Regular Expressions in Python

Our first program demonstrates the use of regular expressions in Python. Here’s the full source code with explanations:

import re

# This tests whether a pattern matches a string.
match = re.match(r"p([a-z]+)ch", "peach")
print(bool(match))

# In Python, we compile the regular expression pattern into a regex object.
r = re.compile(r"p([a-z]+)ch")

# Many methods are available on these objects. Here's a match test like we saw earlier.
print(bool(r.match("peach")))

# This finds the match for the regex.
print(r.search("peach punch").group())

# This also finds the first match but returns the
# start and end indexes for the match instead of the matching text.
match = r.search("peach punch")
print(f"idx: [{match.start()}, {match.end()}]")

# The group method includes information about both the whole-pattern matches 
# and the submatches within those matches.
match = r.search("peach punch")
print([match.group(), match.group(1)])

# Similarly, we can get information about the
# indexes of matches and submatches.
match = r.search("peach punch")
print([match.start(), match.end(), match.start(1), match.end(1)])

# The findall method finds all matches in the input, not just the first.
print(r.findall("peach punch pinch"))

# We can use finditer to get all matches along with their positions
matches = r.finditer("peach punch pinch")
print("all:", [[m.start(), m.end(), m.start(1), m.end(1)] for m in matches])
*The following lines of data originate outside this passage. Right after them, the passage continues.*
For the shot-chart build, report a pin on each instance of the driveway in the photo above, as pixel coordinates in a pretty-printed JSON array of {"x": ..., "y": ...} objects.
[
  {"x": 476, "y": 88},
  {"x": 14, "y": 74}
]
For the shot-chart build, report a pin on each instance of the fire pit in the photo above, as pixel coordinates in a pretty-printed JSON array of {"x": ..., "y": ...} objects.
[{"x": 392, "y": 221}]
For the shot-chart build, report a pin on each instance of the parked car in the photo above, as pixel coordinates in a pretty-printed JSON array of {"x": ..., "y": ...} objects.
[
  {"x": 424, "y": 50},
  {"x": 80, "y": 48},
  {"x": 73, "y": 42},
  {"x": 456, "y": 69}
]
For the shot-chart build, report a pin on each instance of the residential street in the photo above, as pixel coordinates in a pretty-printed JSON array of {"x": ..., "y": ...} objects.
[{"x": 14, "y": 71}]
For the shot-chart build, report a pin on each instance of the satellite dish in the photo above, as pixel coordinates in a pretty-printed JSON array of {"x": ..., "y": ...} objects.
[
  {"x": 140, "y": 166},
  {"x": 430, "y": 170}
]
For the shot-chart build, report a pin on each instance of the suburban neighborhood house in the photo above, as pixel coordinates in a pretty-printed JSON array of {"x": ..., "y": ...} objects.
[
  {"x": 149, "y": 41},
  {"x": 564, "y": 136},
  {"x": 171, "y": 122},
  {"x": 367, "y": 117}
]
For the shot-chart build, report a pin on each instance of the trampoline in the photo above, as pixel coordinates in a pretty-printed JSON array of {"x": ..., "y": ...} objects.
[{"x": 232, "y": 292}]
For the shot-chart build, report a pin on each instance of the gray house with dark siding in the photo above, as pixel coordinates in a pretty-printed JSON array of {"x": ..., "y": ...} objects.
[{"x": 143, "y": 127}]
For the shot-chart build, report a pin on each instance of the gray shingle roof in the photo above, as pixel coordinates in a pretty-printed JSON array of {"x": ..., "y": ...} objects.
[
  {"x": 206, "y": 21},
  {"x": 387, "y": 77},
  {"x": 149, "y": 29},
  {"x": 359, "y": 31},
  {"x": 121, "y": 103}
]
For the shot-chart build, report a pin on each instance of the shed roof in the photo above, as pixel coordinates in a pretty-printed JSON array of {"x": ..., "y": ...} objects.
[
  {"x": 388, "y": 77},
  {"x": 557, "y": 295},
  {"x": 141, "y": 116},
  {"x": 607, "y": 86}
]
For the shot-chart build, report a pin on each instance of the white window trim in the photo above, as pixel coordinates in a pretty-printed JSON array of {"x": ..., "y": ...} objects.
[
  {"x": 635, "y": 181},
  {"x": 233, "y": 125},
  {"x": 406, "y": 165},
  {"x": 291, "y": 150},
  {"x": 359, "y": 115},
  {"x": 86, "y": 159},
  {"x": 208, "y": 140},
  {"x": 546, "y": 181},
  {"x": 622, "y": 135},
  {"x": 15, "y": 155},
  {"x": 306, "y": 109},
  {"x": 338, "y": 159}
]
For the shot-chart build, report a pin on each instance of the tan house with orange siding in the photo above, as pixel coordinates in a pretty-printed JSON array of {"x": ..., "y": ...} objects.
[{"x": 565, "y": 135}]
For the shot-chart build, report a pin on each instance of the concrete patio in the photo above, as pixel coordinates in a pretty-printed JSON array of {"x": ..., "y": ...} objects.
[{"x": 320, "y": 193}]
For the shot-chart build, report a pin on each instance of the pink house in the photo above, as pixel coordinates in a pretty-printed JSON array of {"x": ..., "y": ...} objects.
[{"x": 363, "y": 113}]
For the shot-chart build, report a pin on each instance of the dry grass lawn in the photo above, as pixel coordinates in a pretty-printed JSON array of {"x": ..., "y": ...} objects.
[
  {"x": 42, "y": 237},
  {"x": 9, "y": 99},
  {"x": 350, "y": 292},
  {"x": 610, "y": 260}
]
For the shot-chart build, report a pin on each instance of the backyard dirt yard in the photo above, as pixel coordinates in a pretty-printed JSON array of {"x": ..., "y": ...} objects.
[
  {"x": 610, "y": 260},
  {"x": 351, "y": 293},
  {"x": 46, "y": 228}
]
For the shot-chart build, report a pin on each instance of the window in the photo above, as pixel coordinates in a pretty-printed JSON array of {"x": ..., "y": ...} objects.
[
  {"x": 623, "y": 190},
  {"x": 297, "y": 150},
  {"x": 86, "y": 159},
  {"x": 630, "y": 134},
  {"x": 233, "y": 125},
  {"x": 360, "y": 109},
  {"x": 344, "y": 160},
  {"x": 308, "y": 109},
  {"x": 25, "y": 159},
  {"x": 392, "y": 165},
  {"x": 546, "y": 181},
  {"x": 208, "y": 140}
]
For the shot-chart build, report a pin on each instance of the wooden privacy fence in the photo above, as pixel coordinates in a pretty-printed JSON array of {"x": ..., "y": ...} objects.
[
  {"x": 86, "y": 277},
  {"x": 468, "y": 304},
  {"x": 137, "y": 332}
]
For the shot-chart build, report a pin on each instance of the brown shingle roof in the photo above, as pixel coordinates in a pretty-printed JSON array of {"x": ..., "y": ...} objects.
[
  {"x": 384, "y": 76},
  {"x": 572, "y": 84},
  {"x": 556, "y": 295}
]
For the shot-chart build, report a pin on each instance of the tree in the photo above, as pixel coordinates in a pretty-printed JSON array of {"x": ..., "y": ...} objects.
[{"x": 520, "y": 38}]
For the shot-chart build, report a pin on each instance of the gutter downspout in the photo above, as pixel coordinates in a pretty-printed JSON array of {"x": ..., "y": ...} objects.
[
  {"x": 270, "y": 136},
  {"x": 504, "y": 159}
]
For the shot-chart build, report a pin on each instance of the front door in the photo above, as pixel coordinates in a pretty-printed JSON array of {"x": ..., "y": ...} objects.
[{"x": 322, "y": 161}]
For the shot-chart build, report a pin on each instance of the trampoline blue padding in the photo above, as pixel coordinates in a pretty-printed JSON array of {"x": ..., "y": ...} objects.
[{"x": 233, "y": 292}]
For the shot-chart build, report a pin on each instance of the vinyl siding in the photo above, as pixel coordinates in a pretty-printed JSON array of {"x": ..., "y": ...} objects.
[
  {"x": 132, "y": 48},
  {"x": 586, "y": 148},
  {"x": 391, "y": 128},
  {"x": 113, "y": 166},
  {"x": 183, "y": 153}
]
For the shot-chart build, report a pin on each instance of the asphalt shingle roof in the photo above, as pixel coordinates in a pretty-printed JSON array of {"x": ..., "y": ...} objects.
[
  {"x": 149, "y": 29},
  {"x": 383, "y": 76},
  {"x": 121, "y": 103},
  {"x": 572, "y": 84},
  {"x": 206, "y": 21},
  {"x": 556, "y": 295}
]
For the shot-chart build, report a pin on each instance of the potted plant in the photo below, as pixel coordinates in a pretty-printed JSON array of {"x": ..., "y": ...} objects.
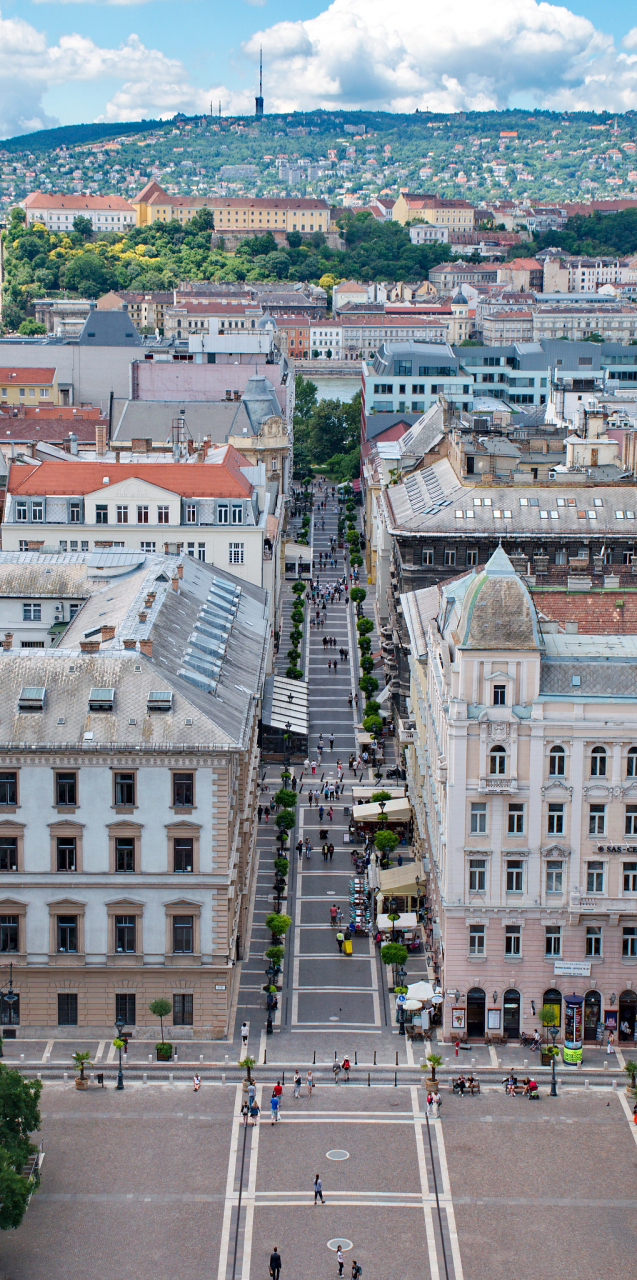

# Providing a number as the second argument to findall will limit the number of matches.
print(r.findall("peach punch pinch", 2))

# In Python, we can work directly with strings or bytes objects.
print(bool(r.match(b"peach")))

# When creating global variables with regular expressions, 
# you can use the re.compile function. There's no need for a separate "must compile" variant.
r = re.compile(r"p([a-z]+)ch")
print("regex:", r.pattern)

# The re module can also be used to replace subsets of strings with other values.
print(r.sub("<fruit>", "a peach"))

# The sub method allows you to transform matched text with a given function.
def upper_match(match):
    return match.group().upper()

print(r.sub(upper_match, "a peach"))

To run the program, save it as regular_expressions.py and use python:

$ python regular_expressions.py
True
True
peach
idx: [0, 5]
['peach', 'ea']
[0, 5, 1, 3]
['peach', 'punch', 'pinch']
all: [[0, 5, 1, 3], [6, 11, 7, 9], [12, 17, 13, 15]]
['peach', 'punch']
True
regex: p([a-z]+)ch
a <fruit>
a PEACH

For a complete reference on Python regular expressions, check the re module documentation.